Dette énergétique (ou temps de retour énergétique) : le temps nécessaire à un panneau pour produire autant d'énergie qu'il en a fallu pour sa fabrication, son transport et son recyclage. Comptez entre 1 et 4 ans selon le lieu de fabrication et le lieu d'installation, pour une durée de vie de 25 à 30 ans : un ratio que les installateurs mettent rarement en avant spontanément, alors qu'il répond directement à l'objection "le solaire pollue-t-il plus qu'il ne rapporte".
Comment fonctionne l'effet photovoltaïque ?
L'effet photovoltaïque est la transformation directe de la lumière du soleil en électricité, découverte par Edmond Becquerel en 1839. Un photon vient percuter la cellule photovoltaïque, arrache un électron au matériau semi-conducteur, et ce mouvement d'électrons crée un courant électrique continu.
Le silicium est le matériau semi-conducteur utilisé dans la grande majorité des cellules du marché. Il en existe deux grandes familles : le silicium monocristallin, composé d'un seul cristal et généralement plus performant, et le silicium polycristallin, composé de plusieurs cristaux, moins coûteux à produire. À surface égale, un panneau monocristallin produira davantage : un critère décisif si votre toiture est petite ou partiellement ombragée, moins déterminant sur une grande toiture agricole où l'espace ne manque pas.

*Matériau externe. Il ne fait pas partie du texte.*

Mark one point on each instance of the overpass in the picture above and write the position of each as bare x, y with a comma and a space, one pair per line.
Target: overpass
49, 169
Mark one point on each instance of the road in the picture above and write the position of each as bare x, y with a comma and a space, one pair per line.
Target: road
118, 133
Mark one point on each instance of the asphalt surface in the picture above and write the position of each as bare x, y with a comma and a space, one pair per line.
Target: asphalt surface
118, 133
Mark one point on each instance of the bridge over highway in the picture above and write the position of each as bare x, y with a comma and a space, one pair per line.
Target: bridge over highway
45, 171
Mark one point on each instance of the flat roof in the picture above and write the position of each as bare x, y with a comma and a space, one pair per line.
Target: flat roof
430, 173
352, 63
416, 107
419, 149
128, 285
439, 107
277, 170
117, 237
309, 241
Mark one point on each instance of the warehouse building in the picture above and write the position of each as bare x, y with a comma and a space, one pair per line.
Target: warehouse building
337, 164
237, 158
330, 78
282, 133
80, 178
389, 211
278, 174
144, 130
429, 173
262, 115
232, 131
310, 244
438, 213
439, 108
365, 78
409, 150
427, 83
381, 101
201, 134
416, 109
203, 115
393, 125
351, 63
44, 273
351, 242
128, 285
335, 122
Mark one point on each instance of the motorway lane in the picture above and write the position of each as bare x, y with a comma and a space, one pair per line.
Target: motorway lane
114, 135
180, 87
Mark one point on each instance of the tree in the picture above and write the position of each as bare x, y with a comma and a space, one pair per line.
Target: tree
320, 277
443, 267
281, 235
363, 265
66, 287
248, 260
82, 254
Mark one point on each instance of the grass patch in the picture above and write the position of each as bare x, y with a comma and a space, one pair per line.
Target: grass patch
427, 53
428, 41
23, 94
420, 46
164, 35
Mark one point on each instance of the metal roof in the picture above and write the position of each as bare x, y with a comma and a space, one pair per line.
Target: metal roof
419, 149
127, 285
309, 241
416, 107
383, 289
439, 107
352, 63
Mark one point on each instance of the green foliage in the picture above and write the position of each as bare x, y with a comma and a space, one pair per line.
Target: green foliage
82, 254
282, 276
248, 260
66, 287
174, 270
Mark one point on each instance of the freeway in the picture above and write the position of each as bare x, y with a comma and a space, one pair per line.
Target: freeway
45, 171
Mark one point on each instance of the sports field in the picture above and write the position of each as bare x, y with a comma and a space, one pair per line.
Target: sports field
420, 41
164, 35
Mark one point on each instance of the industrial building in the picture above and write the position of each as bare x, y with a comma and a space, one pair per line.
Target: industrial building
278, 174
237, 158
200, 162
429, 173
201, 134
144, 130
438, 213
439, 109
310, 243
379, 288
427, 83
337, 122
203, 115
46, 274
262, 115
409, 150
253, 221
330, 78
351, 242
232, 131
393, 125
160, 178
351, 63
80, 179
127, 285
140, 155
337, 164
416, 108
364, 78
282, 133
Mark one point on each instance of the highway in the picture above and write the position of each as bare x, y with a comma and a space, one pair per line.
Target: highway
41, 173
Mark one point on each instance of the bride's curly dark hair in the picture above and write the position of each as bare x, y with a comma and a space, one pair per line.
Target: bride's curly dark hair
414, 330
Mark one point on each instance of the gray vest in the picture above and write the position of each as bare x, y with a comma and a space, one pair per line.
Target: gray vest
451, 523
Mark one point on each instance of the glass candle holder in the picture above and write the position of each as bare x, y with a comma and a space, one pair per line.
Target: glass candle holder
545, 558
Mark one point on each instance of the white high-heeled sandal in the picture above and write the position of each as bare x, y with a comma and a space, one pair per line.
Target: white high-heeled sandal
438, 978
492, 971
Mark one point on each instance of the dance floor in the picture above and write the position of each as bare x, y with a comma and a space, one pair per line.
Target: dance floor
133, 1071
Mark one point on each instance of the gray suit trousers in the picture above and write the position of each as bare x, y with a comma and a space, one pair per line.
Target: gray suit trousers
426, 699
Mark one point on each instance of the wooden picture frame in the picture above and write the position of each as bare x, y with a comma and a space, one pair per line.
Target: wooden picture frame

Le rendement d'un panneau mesure le rapport entre l'énergie solaire reçue et l'énergie électrique effectivement produite. Un panneau standard du marché affiche aujourd'hui un rendement entre 18 et 22 %, une donnée qui varie selon la technologie et le fabricant.
Le facteur de charge complète ce chiffre : il rapporte l'énergie réellement produite sur une période à l'énergie qui aurait été produite si l'installation avait fonctionné en continu à sa puissance nominale. En France, le facteur de charge moyen du solaire résidentiel tourne autour de 13 à 15 %, loin des 100 % que suggère naïvement la puissance en kWc annoncée sur un devis.
Index alphabétique complet (A à Z)
Retrouvez ici, classés par lettre, l'ensemble des termes déjà définis plus haut ainsi que quelques termes complémentaires du secteur.
- A : ADEME, Autoconsommation, Autoproduction
- B : Batterie (plomb, AGM, GEL, lithium-ion), BEPOS
- C : Cellule photovoltaïque, Consuel, Contrat d'obligation d'achat, CRAE, CRE, Crédit d'impôt, CSPE, Courant alternatif, Courant continu
- D : Décarboné, Dimensionnement
- E : Effet photovoltaïque, Enedis
- F : Ferme solaire
- G : Garantie de production, GES
- H : Hangar photovoltaïque
- I : Intégré au bâti
- K : kVA, kW, kWc, kWh
- M : MaPrimeRénov', Micro-onduleur, Module photovoltaïque, Monocristallin
- N : Neutralité carbone
- O : Onduleur
- P : Panneau photovoltaïque, Polycristallin, Prime à l'autoconsommation, Puissance crête
- R : Raccordement, RE2020, Régulateur, Rendement, Revente du surplus, RGE, RT2012
- S : Silicium
- T : Tarif d'achat, TURPE
- V : VA
- W : Wc (Watt-crête)
FAQ, Questions fréquentes
Quelle est la différence entre kW et kWc ?
Le kW mesure une puissance électrique à un instant donné, tandis que le kWc désigne la puissance maximale théorique d'un panneau dans des conditions de test standardisées. Un panneau de 400 Wc ne délivre jamais 400 W en continu dans des conditions réelles d'installation.
Pourquoi la puissance de mon installation varie-t-elle selon la saison ?
La puissance crête affichée en kWc correspond à des conditions d'ensoleillement et de température optimales, rarement réunies en pratique. L'inclinaison des panneaux, l'angle d'incidence du soleil et la durée d'ensoleillement varient toute l'année, ce qui fait fluctuer la production réelle en kWh d'un mois sur l'autre.
Le label RGE est-il obligatoire pour toucher les aides ?
Oui. La quasi-totalité des aides financières (prime à l'autoconsommation, crédit d'impôt) sont conditionnées à un installateur certifié RGE. Un devis moins cher chez un installateur non certifié fait perdre l'accès à ces dispositifs, un calcul rarement favorable au final. Vérifiez la certification directement sur l'annuaire officiel avant de signer, plutôt que de vous fier à la seule mention sur le devis.